Commenting, Myron Jobson, Senior Personal Finance Analyst, interactive investor, say: “Home prices rose by 10.3% in the year to November 2022, down from 12.4% in October 2022. This clearly represents a slowdown — but prices are still high by historical standards and the double-digit growth in prices has pushed many would-be buyers to the sidelines.
“Even though house price inflation has come down, it doesn’t mean that prices are falling. It just means that home prices aren’t rising as fast.
“Home prices have risen far more quickly than incomes, creating an affordability squeeze, and mortgage rates have risen to levels not seen since the financial crash.
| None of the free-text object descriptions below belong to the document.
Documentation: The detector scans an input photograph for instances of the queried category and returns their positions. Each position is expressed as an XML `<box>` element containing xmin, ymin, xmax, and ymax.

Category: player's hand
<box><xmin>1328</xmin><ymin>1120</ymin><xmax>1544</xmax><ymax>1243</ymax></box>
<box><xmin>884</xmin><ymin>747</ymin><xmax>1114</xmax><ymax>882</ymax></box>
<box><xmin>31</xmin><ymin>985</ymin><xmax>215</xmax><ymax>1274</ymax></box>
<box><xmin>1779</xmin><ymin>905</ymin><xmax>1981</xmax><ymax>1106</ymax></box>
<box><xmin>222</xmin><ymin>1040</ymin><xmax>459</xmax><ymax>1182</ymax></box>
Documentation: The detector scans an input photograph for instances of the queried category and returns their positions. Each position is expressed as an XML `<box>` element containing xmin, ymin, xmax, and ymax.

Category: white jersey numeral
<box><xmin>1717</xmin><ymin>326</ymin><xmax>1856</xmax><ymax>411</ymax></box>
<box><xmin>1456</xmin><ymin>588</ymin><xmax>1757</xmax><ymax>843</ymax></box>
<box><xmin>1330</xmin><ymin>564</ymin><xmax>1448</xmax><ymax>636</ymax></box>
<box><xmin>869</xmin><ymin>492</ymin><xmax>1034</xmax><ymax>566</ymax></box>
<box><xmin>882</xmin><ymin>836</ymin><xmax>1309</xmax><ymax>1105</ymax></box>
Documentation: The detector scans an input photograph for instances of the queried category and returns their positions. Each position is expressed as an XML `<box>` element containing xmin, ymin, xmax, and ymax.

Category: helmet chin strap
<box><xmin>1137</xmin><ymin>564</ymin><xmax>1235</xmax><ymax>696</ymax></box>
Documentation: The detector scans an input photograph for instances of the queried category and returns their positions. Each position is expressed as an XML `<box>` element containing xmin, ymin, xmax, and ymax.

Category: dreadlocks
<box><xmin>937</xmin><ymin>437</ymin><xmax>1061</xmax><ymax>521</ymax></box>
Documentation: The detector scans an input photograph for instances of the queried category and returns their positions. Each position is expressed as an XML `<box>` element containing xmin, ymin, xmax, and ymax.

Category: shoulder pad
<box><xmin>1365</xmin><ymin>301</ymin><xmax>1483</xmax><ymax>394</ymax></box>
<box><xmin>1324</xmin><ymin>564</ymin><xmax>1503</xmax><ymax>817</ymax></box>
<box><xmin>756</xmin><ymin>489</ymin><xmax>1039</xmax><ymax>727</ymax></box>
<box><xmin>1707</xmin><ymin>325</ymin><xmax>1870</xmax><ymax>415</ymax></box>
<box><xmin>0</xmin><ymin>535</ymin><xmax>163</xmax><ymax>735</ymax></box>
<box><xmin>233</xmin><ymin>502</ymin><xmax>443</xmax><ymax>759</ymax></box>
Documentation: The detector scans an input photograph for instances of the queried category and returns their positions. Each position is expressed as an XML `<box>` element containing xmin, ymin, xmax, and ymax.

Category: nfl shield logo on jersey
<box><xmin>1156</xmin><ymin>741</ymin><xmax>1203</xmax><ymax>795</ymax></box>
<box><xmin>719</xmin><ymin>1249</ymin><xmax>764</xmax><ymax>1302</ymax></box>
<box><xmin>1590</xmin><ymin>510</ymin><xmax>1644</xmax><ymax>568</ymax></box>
The likelihood of higher interest rates to combat high inflation means that affordability is likely to remain the top challenge for potential homebuyers– with fast-rising rents and the ongoing cost-of-living crisis scuppering deposit-building efforts.
“If you can’t make the numbers work, rather than stretching too much now, it might be more financially prudent to wait until they are a bit more comfortable financially to buy. But there are no guarantees, the affordability squeeze could become more acute before easing, and personal circumstances might require you to buy a home.
“The affordability crunch could mean that existing homeowners may wait to list their properties, since many have already locked in lower mortgage rates, creating little incentive to sell and buy again until rates are more attractive.”